Natural instinct or society formed life model based on one of the deepest human desires and fight for survival? What are the reasons for us to bring more children into this world when clearly there are more than enough already at this point in time? What is truly moving us to bring more people into this world?
Many children are homeless, starving, dying of hunger each day, not having a roof over their head or caring parents not to mention all these young creatures having to live as orphans. Ethically we probably all can find enough reasons for not bringing more children into this world that is already overloaded with problems of all kinds, burdened with environmental, political and social issues leading into people dying each and every day including children.
Living a relatively free independent life in the Western hemisphere where these issues are not on the daily menu but rather what kind of TV I wish to buy, where I want to travel next or when my partner and me will get married, having a baby still is a standard model of a modern family of 2021.
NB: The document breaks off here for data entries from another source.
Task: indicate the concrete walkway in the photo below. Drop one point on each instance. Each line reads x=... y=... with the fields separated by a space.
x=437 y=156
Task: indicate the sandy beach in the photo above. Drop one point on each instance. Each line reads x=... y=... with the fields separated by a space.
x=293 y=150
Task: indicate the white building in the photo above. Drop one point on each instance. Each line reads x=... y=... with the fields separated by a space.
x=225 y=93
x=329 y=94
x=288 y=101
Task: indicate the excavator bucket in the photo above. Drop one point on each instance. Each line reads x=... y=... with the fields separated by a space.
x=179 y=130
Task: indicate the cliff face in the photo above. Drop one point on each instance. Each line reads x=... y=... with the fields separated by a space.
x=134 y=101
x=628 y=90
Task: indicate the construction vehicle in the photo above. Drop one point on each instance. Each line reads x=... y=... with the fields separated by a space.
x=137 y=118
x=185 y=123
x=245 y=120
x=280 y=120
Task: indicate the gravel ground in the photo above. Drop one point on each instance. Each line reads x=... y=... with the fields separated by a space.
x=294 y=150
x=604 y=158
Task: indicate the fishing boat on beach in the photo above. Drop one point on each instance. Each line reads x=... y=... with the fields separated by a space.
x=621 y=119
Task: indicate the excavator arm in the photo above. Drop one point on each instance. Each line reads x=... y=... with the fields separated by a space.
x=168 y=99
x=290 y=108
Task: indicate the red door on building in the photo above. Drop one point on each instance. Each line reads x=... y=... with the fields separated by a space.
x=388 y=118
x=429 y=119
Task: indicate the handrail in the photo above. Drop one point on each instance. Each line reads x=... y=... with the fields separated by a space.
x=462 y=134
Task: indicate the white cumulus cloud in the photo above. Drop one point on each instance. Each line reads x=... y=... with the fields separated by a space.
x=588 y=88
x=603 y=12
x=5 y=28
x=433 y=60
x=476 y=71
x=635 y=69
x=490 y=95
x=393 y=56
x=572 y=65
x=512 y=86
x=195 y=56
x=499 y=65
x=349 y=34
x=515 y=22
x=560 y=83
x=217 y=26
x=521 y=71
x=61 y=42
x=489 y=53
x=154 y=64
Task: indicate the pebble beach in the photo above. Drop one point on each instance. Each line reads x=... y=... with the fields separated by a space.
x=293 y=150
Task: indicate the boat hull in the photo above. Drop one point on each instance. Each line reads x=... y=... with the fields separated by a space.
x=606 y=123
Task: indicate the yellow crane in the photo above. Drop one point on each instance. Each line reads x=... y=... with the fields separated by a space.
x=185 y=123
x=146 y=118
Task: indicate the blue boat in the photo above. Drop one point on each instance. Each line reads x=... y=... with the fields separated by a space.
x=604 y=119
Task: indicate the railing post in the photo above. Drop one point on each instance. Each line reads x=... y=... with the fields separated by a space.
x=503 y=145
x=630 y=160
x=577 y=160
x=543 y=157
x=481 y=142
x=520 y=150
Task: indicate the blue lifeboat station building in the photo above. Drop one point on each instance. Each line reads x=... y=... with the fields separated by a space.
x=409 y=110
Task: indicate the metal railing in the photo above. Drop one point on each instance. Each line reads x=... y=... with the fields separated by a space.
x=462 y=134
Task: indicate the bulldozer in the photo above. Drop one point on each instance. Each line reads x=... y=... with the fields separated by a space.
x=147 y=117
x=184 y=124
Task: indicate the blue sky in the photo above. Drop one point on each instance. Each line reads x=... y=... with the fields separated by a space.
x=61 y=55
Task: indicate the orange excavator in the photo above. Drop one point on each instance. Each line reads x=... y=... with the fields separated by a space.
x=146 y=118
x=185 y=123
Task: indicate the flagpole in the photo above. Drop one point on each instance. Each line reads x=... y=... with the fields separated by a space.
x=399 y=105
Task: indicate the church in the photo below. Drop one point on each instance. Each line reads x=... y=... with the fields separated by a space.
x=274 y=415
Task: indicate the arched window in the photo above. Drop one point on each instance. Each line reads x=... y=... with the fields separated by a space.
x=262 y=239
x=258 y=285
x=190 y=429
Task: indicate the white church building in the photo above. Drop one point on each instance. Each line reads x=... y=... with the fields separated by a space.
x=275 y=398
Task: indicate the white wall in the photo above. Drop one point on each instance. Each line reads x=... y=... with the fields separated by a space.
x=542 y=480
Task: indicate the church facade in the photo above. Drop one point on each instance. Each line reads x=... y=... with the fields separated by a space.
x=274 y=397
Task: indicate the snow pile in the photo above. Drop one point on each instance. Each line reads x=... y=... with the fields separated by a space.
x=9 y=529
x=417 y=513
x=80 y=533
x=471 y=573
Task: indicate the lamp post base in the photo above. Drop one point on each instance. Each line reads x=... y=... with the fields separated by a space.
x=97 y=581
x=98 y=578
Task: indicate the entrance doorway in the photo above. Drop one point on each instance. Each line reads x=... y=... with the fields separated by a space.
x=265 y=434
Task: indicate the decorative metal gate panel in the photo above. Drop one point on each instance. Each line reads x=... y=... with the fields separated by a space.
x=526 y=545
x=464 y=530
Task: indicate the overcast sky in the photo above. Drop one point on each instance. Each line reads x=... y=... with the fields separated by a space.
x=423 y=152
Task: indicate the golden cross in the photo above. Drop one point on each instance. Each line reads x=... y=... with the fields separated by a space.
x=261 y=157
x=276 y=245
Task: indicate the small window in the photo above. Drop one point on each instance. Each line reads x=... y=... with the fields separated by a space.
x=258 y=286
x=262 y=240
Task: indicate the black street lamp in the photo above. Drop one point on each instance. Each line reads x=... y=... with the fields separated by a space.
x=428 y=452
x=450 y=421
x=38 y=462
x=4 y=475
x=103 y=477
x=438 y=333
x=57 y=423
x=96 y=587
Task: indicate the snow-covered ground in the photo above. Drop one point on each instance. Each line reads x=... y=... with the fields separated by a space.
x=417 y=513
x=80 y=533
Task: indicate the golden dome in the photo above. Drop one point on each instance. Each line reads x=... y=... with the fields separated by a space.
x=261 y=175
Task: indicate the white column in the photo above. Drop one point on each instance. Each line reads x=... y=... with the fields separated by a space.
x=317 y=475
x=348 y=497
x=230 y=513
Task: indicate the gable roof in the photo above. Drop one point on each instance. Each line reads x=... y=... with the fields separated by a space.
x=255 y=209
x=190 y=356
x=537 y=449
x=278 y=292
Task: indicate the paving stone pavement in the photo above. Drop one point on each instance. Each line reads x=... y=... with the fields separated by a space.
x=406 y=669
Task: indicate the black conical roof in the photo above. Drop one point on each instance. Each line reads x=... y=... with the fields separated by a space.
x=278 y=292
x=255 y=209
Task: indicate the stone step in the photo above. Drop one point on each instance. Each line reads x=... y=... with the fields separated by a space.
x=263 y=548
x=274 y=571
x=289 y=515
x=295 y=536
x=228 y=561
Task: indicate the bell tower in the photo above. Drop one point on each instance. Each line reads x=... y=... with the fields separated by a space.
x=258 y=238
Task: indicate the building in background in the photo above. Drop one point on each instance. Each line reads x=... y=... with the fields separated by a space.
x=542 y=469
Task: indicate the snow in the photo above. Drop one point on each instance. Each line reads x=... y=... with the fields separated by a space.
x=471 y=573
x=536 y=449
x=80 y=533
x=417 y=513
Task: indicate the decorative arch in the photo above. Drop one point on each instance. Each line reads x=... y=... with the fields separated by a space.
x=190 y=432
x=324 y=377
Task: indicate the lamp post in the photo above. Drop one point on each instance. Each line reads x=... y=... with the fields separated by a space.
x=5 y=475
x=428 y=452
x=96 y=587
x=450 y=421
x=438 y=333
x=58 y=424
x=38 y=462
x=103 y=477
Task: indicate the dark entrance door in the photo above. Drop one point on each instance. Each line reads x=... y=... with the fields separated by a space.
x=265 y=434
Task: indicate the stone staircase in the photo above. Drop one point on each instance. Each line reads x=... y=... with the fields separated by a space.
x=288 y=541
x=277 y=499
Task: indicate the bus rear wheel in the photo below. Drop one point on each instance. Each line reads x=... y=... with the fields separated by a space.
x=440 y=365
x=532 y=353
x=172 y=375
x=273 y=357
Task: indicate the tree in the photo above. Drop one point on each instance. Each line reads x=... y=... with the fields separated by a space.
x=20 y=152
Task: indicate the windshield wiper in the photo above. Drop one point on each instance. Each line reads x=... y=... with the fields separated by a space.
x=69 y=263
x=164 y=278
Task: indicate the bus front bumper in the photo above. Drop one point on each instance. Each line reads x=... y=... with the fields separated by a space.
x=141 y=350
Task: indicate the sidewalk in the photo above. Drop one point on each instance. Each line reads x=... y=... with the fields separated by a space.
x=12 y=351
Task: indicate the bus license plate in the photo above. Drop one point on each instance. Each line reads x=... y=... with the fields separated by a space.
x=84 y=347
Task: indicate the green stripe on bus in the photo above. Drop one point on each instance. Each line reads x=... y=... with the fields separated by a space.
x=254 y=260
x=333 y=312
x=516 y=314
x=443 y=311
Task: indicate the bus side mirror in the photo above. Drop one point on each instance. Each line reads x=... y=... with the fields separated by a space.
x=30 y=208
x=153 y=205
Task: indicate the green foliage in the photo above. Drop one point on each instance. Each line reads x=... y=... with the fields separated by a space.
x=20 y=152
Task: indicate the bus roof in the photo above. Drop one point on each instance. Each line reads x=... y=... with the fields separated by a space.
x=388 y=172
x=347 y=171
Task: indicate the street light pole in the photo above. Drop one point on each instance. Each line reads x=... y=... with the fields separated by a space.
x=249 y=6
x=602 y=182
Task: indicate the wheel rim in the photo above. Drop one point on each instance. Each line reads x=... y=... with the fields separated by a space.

Over the past years the question of why it may be a good idea to have a child arouse more and more often inside of me. For myself to answer that question using society as a mirror of what is with friends and myself slowly getting to the age of where we're supposed to have children, my mom asking, more and more friends settling with their partners and begin to build families of their own. For me the question of having children on my own has evoked different feelings inside of me for quite some time. Over the past years though my answer remained relatively stable.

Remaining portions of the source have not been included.